The outstanding, controversial, and–let’s be honest–devilishly handsome Glenn Greenwald has written a magnificent piece about animal rights activists and their efforts to undo America’s ag-gag laws. Recently, the activists have gotten some help from two little piglets who escaped from a factory farm in a brazen break-out that’s led to interstate chases, search warrants, and plenty of talk about freedom of speech:

The factory farm industry and its armies of lobbyists wield great influence in the halls of federal and state power, while animal rights activists wield virtually none. This imbalance has produced increasingly oppressive laws, accompanied by massive law enforcement resources devoted to punishing animal activists even for the most inconsequential nonviolent infractions — as the FBI search warrant and raid in search of “Lucy and Ethel” illustrates.
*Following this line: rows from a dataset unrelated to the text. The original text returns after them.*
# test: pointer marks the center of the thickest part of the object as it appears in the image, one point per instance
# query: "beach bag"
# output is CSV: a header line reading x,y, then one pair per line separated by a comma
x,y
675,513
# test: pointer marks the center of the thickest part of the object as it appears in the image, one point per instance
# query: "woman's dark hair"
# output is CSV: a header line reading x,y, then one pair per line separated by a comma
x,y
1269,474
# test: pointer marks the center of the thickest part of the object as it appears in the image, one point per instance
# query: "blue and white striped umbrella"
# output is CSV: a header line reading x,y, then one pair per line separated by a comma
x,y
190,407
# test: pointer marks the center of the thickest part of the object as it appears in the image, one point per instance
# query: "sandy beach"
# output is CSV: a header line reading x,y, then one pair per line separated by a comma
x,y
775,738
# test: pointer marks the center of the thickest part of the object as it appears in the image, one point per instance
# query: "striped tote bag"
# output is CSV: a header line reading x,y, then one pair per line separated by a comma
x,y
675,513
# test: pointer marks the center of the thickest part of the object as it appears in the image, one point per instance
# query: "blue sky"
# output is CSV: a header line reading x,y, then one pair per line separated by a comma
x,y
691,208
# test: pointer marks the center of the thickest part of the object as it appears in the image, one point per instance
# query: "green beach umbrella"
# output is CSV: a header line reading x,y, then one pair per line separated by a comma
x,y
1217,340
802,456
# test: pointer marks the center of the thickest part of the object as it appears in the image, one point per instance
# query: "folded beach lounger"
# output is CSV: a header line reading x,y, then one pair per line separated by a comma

The U.S. government, of course, has always protected and served the interests of industry. Beginning when most of the nation was fed by small farms, federal agencies have been particularly protective of agricultural industry. That loyalty has only intensified as family farms have nearly disappeared, replaced by industrial factory farms where animals are viewed purely as commodities, instruments for profit, and treated with unconstrained cruelty.

Lately, opposition is emerging from unusual places. Utah federal judge Robert J. Shelby, an Obama appointee who is a lifelong Republican, recently struck down the state’s ag-gag law on First Amendment grounds, noting in his ruling:

For as long as farmers have put food on American tables, the government has endeavored to support and protect the agricultural industry. … In short, governmental protection of the American agricultural industry is not new, and has taken a variety of forms over the last two hundred years. What is new, however, is the recent spate of state laws that have assumed an altogether novel approach: restricting speech related to agricultural operations.

It’s not pretty, but it’s an important read.